Amundsen is set to receive the same treatment as other Norwegian male heroes before him, such as Thor Heyerdahl and Max Manus, with an epic film about his life and achievements. Not just one film, but four.
Hollywood A-listers Ben Affleck and Matt Damon want to make a film about the race of life and death against Scott, with the working title “The Race to the South Pole.” Meanwhile three other films about Amundsen are also being made in his home country, following on from the centennial celebrations in 2011 of his arrival at the South Pole.

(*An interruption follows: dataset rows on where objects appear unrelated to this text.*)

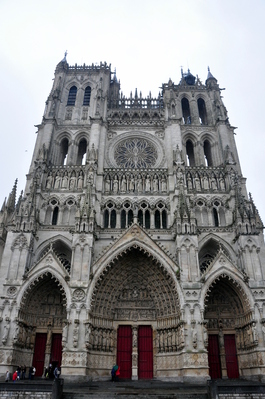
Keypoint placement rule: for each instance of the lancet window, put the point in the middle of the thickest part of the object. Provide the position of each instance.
(87, 96)
(72, 96)
(186, 111)
(202, 111)
(82, 150)
(126, 215)
(110, 216)
(207, 153)
(144, 216)
(55, 215)
(63, 151)
(190, 153)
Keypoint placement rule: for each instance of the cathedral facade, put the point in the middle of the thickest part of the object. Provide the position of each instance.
(135, 241)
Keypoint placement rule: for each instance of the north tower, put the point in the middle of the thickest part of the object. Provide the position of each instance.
(135, 240)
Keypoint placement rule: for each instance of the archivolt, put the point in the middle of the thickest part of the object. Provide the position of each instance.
(41, 279)
(135, 269)
(228, 282)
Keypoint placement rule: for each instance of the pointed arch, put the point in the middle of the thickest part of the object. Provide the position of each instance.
(134, 238)
(72, 95)
(133, 275)
(36, 277)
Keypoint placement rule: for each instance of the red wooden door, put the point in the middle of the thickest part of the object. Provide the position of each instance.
(39, 353)
(145, 352)
(124, 351)
(214, 357)
(231, 356)
(56, 352)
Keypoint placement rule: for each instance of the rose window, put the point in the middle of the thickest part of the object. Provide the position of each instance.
(135, 153)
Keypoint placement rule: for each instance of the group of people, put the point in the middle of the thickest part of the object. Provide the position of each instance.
(20, 374)
(115, 373)
(51, 372)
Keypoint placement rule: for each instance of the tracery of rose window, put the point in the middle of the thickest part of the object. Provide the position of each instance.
(135, 153)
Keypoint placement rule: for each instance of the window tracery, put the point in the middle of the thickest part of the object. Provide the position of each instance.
(135, 153)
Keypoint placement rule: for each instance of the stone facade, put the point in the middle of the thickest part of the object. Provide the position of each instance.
(135, 212)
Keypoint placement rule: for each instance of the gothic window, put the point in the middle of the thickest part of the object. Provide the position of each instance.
(113, 219)
(190, 153)
(215, 217)
(106, 218)
(63, 253)
(144, 216)
(164, 219)
(81, 155)
(63, 151)
(110, 216)
(202, 111)
(160, 216)
(87, 96)
(208, 252)
(157, 219)
(186, 111)
(72, 96)
(141, 217)
(55, 216)
(130, 217)
(136, 153)
(126, 215)
(123, 219)
(207, 153)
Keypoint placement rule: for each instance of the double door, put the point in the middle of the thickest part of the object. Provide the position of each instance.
(144, 351)
(230, 356)
(40, 350)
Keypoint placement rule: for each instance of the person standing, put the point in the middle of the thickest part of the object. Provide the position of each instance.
(7, 376)
(15, 376)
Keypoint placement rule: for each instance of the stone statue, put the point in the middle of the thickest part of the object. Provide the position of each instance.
(80, 180)
(147, 184)
(155, 184)
(115, 185)
(49, 181)
(164, 185)
(123, 184)
(107, 185)
(65, 181)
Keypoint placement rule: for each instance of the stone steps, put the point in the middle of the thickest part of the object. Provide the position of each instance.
(130, 391)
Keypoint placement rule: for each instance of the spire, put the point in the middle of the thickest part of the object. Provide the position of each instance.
(11, 202)
(4, 205)
(115, 77)
(210, 76)
(64, 58)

All the interest right now is not coincidental, according to Geir Kamsvåg, editor of the film magazine Cinema. “There is always a need for heroes, and if one is looking for Norwegian heroes, there are few who are known internationally. So Amundsen is someone they can do something with. There’s been a huge international success with Thor Heyerdahl, and it’s clear that Amundsen is also interesting,” Kamsvåg recently told state broadcaster NRK.
Amundsen is most famous for leading the legendary expedition to the South Pole in 1911, beating the rival British expedition led by Scott. His expedition went very smoothly, taking a total of three months there and back, and he arrived 35 days ahead of Scott’s doomed party, all of whom died on the return journey.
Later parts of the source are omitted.